肥育牛検査を縮小 福島県が方針、全頭から全戸に
河北新報 2019年12月24日
福島県は23日、東京電力福島第1原発事故後に続けている県産牛の放射性物質濃度の全頭検査で、2020年度から肥育牛については一部を除き、農家ごとに年1頭以上の全戸検査に縮小する方針を明らかにした。「不検出」が8年以上続くためで、福島市内で開かれた有識者らの検討会議で示した。国と今後詳細を詰め、年明けに正式決定する。
県内の肥育牛は県産牛全体の8割に当たる年1万5000頭が出荷される。全戸検査は約200戸の農家が対象となる。
県によると、全頭検査が始まった11年8月から今年11月までに検査した計17万2728頭で、国の基準値(12年10月から1キログラム当たり100ベクレル)を超えた事例はなかった。
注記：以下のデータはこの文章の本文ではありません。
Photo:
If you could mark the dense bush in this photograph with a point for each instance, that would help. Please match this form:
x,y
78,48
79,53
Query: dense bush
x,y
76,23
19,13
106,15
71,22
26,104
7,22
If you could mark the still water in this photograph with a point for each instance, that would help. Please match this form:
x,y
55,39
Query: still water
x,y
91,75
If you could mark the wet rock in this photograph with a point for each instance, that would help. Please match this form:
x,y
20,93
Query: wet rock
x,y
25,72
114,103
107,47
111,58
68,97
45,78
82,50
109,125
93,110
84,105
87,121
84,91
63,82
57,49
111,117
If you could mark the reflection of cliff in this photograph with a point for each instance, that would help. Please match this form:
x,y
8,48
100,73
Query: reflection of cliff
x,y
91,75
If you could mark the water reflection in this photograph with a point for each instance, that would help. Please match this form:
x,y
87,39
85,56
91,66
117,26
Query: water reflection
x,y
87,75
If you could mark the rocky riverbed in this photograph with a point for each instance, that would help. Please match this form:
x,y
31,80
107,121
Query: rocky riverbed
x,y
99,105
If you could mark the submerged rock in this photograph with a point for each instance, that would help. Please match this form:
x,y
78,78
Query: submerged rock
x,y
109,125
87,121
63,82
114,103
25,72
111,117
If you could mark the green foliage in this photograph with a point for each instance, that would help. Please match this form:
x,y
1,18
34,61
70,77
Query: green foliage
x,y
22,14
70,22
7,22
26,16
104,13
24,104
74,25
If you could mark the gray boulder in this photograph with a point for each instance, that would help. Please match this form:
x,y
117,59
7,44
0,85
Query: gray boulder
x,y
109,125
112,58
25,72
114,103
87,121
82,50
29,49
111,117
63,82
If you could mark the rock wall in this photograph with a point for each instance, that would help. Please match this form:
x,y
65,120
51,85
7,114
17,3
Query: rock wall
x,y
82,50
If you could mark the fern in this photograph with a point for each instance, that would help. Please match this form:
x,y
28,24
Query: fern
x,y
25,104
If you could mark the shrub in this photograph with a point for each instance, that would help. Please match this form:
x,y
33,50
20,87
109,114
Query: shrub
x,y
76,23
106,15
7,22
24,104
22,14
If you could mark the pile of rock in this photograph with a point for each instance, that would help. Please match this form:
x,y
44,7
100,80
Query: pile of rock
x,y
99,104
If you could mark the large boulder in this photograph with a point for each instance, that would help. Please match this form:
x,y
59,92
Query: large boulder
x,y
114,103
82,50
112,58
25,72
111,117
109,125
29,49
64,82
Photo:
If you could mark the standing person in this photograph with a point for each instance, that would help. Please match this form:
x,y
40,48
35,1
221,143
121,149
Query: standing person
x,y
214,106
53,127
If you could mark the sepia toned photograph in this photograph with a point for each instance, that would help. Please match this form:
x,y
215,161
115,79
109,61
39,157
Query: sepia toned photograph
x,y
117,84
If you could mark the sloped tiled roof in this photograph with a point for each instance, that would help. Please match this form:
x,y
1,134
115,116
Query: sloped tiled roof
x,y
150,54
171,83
繁殖期を終えたおおむね8歳以上の老齢牛(年3000頭出荷)は下限に近いごく微量の検出例があり、全頭検査を続ける。
生産者団体や流通業者らが出席した会議は非公開で行われた。「丁寧に情報発信してほしい」などの慎重意見が出たが、目立った反対はなかったという。県畜産課の森口克彦課長は「消費者に十分安心してもらえるよう丁寧な検査と情報発信に努める」と話した。